Monthly Archives: October 2006

We’re in the middle of re-organize our massive storage area, which is a filthy, tiring, days-long project. Tonight, we stopped to get Chinese for dinner. My fortune cookie declared “You will enjoy a life of wealth equal to your talents.”

I immediately thought, “Shit. I was afraid of that.”

I’ve never been a Jim Jarmusch fan. I despised Mystery Train, wished death upon Dead Man, thought Night on Earth felt more like two years, and the only thing I hated more than Coffee and Cigarettes was each subsequent volume of Coffee and Cigarettes. (I guess it’s worth noting that I also loathe actual coffee and actual cigarettes.)

I never needed to see Ghost Dog to know that I was gonna have a hard time sitting through a movie with Forest Whitaker (who’s fucking brilliant in The Last King of Scotland, incidentally, which is very nearly an equally brilliant movie) as a modern-day samurai set to a hip-hop soundtrack. Just thinking about it makes my gums bleed.

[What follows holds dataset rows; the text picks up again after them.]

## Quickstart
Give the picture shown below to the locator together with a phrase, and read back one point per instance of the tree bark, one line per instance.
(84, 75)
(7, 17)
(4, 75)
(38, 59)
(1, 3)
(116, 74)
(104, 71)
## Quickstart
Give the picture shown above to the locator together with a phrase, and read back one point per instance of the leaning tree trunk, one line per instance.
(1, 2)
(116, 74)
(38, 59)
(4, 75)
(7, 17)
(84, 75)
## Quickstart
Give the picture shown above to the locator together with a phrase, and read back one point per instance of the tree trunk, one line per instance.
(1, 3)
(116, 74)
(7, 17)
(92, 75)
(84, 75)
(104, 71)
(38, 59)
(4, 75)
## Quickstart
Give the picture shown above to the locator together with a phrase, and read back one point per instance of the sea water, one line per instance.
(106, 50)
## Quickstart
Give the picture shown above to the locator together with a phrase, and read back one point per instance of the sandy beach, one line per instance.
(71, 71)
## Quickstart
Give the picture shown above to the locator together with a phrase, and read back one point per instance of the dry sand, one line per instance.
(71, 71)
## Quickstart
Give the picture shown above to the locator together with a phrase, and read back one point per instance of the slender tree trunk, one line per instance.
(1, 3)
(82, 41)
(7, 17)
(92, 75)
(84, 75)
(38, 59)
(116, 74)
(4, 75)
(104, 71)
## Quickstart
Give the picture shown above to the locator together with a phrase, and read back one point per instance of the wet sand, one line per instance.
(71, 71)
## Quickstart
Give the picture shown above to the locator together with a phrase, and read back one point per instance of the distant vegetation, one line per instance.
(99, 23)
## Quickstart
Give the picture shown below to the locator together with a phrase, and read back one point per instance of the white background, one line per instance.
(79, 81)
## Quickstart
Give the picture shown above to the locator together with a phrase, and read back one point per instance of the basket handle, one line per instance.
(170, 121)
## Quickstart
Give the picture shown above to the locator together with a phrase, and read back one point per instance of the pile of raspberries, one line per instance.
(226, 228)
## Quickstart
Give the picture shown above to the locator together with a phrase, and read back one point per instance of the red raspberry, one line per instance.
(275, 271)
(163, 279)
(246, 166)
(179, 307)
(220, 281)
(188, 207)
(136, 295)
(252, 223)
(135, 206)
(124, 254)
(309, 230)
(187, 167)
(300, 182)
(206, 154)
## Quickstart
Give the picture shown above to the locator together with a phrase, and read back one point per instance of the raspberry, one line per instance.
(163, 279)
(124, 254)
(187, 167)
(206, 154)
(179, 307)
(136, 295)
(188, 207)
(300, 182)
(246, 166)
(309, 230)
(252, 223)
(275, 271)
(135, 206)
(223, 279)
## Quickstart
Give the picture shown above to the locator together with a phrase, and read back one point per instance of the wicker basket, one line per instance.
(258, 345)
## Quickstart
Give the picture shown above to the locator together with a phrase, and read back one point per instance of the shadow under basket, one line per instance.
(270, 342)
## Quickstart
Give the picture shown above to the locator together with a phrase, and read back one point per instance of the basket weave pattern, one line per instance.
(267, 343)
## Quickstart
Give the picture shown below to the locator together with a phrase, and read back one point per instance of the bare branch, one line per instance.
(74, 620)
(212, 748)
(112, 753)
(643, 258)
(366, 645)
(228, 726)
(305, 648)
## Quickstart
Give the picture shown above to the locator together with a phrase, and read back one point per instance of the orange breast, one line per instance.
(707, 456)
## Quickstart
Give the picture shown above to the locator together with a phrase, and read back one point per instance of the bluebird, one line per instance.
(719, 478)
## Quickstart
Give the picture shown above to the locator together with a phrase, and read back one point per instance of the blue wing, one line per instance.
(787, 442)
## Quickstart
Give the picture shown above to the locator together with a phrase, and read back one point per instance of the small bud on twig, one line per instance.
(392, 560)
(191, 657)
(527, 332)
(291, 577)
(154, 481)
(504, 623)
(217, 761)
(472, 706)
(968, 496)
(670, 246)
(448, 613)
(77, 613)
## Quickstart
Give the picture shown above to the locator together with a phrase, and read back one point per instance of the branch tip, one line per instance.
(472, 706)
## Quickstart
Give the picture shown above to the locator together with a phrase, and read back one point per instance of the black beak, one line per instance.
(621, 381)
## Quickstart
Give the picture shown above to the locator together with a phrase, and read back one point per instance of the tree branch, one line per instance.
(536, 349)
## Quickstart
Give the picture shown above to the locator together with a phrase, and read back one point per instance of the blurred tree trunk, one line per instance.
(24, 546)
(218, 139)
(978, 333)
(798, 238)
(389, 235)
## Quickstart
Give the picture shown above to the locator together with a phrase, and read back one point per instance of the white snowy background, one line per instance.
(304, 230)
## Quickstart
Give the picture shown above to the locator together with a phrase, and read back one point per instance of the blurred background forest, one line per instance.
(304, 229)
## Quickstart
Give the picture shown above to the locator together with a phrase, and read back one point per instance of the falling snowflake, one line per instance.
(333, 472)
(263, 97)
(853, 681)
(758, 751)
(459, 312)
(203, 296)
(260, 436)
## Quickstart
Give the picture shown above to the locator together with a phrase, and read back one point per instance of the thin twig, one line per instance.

But Kylie & I both love Bill Murray. I’ve always admired his genuine acting work (okay, Razor’s Edge was a big pickled tongue sandwich, but otherwise…) and he seems to get better as he ages. As a movie, I would fuck Lost in Translation if I could, so that goodwill carried over enough for me to be curious about Broken Flowers.

Hegel said “We learn from history that we do not learn from history.” Since Hegel is much smarter and much less alive than I, Netflix delivered Broken Flowers on Thursday, and last night we sat down to watch it. Kylie’s never seen a Jarmusch film before, so she’s blameless.

I cannot tell you how awful this film is. Before the opening credits were finished, I was ready to scream. Every shot in Broken Flowers contained at least one element, if not several, that made me crazy. I have seen more attractive, interesting and cohesive creations in the diaper of a colicky baby.

This film looks and feels like some C- final film project from the University of Kentucky film school. It’s badly shot, haphazardly edited, distractingly art directed and based on a facile, moronic excuse for a script. I’ve shot three-day porn movies that had better dialogue, made more sense, and had less gratuitous nudity. At one point, Kylie turned to me and said, “Is anything going to happen in this movie?”

Well, of course not.

Actually, that’s a lie; the kinda-cute, overdone teeny-bopper who plays Sharon Stone’s daughter walks into the living room where Bill Murray — whom she’s just met — is sitting. And she’s completely nude, for no fucking reason at all. So that happens.

If you’ve been lucky enough to miss this little epic, just watch High Fidelity and imagine the bad-hair-art-school-fag version of it done with actors who’ve just gotten their Lithium dosages upped by the director, and you’re on the right track. Then remember, come thanksgiving, that you haven’t seen Broken Flowers.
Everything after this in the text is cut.